Poppy J. Anderson: 400.000. Hanni Münzer: 295.000. Nika Lubitsch: 280.000. BC Schiller: 270.000. Catherine Shepherd: 180.000. Marah Woolf: 250.000. Hannah Kaiser: 153.000. Matthias Matting: 150.000. Béla Bolten: 83.000. Mit 90-prozentiger Wahrscheinlichkeit sagen Ihnen diese Namen nichts. Wenn Sie zu den grob zehn Prozent der Deutschen gehören, die bereits eBooks lesen (die Statistiken schwanken da erheblich), dann können Sie den Namen und Zahlen wohl einen Sinn zuordnen: So viele Bücher haben diese Autoren bereits verkauft. Zum Vergleich: Die typische Startauflage eines gedruckten Buchs liegt bei 5000 bis 10.000 Exemplaren.

Trotzdem tauchen ihre Titel weder auf den gängigen Bestsellerlisten auf, noch werden sie im Feuilleton der großen Zeitungen besprochen. Die Verfasser dürfen nicht einmal dem Verband deutscher Schriftsteller beitreten, denn es handelt sich um Werke, die im Self Publishing, also ohne Verlag im Hintergrund, erschienen sind und zum Großteil in rein elektronischer Form ihre Leser fanden.

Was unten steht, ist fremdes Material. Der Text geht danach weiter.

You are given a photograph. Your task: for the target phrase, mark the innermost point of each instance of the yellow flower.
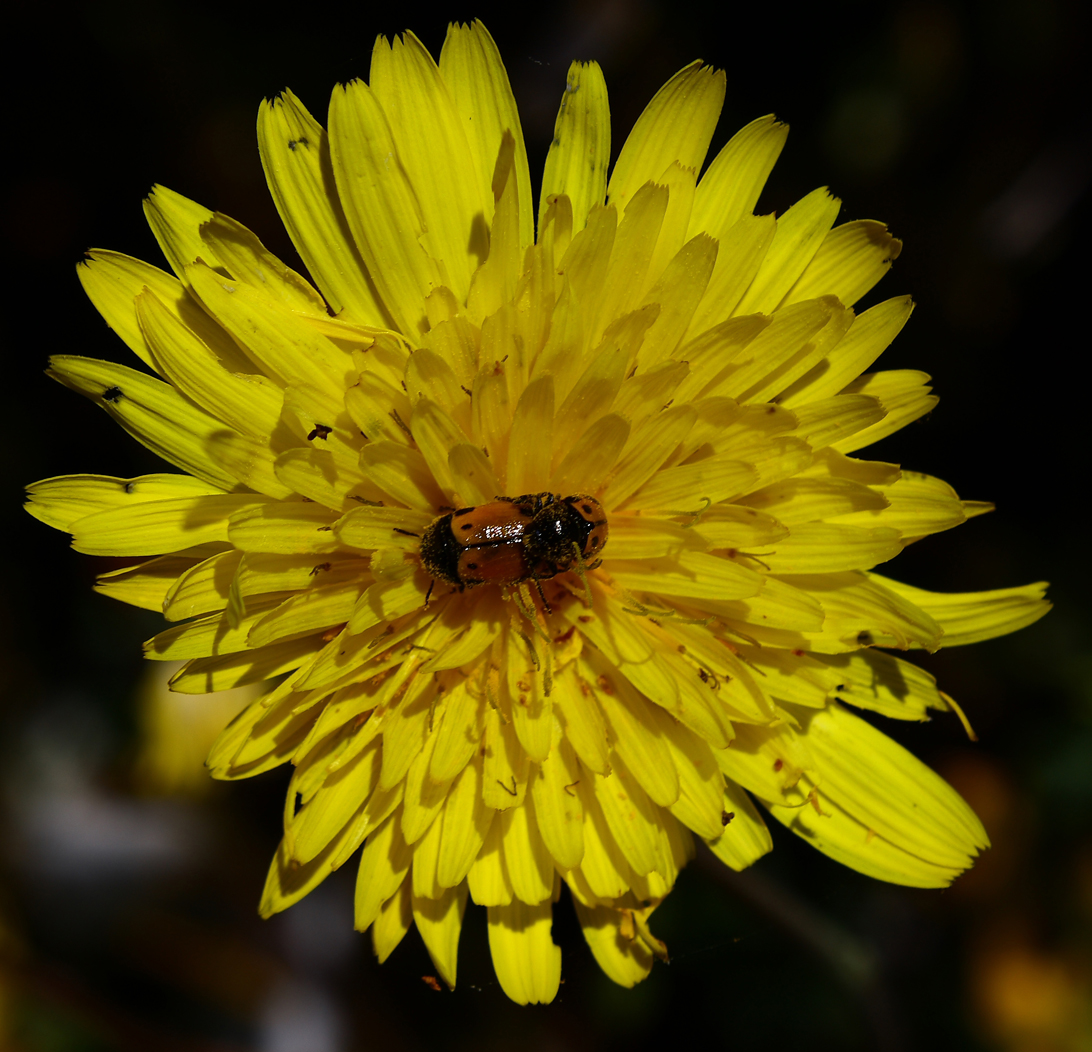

Den Selbstverlag als letztes Mittel des keinen willigen Verleger findenden Autors gibt es zwar schon seit Jahrhunderten. Doch eine ganze Auflage vorzufinanzieren und über Großhandel und Handel an den Leser zu bringen, das konnte der Einzelne dem Verlag bisher nur unter hohem Aufwand nachmachen.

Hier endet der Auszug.